I’ve just watched the first half of the new Gone With The Wind Bluray, and I’m truly dazzled. No, levitated. This is by far the most beautifully rendered old-time Technicolor film I’ve ever seen on a high-def system — razor-sharp, pulsing with color, pretty close to grain-free and significantly upgraded over the 2004 DVD version, which was excellent for what it was.
I haven’t talked to Robert Harris or George Feltenstein or anyone else in the know, but I do know what my eyes tell me. This Gone With The Wind is amazing — a candy-store Technicolor eye-bath like nothing I’ve ever sunk into before. The key element is “next to no grain.” I haven’t come up with a term that conveys the opposite of a “grainstorm” but this delivers that. Hallelujah — somebody finally heard!
The grain levels are roughly at par with WHV’s Casablanca Bluray, which didn’t have a digitally scrubbed-down look but a naturally clean quality. Why didn’t WHV deliver the same nearly-grain-free quality (or an approximation of same) in the sepia-tone sections of The Wizard of Oz?
My approving-but-not-exactly-blown-away reactions to Warner Home Video’s other two “Murderer’s Row” Blu-ray titlles — Oz and North by Northwest — led me to expect that GWTW would be of a similar quality, which is to say noticably but not mind-blowingly better than the last DVD. Riper, sharper and more fully rendered, okay, but not in a way that would make anyone gasp or drop their pants. Well, the GWTW Blu-ray is a serious gasper and pants-dropper.

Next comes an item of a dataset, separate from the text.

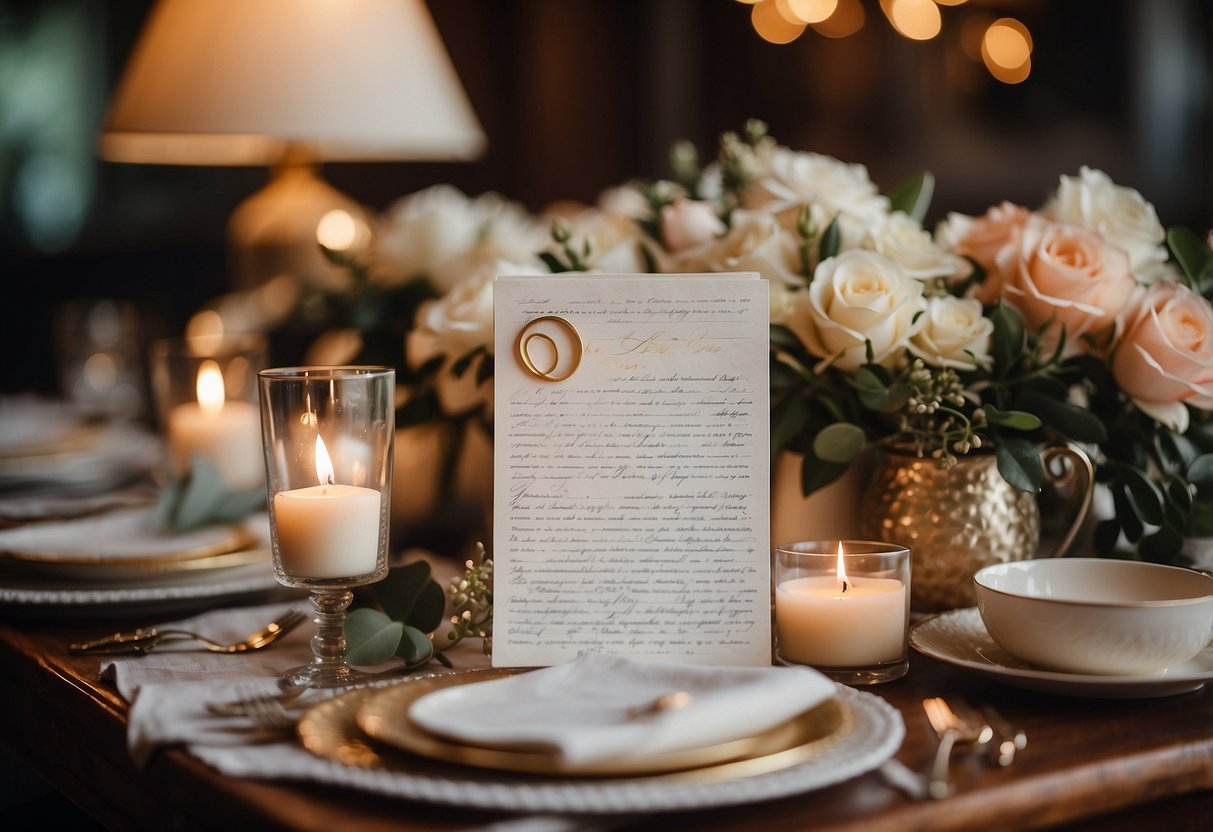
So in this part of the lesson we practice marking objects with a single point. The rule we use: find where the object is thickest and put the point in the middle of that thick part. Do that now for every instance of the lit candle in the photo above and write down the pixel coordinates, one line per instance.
(840, 620)
(328, 530)
(227, 433)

That’s all I’m going to say for now except that for my money DVD Beaver’s Gary Tooze was too restrained in his recent review of this disc. He said that “there are times when it makes you gasp” and that “detail advances to as high a degree as we are likely to see for this 70-year old classic,” okay. But he didn’t convey sufficient excitement. He didn’t jump and down and say “this is the kind of Blu-ray of a Hollywood golden-age film that you’ve always dreamed of but not never quite saw.”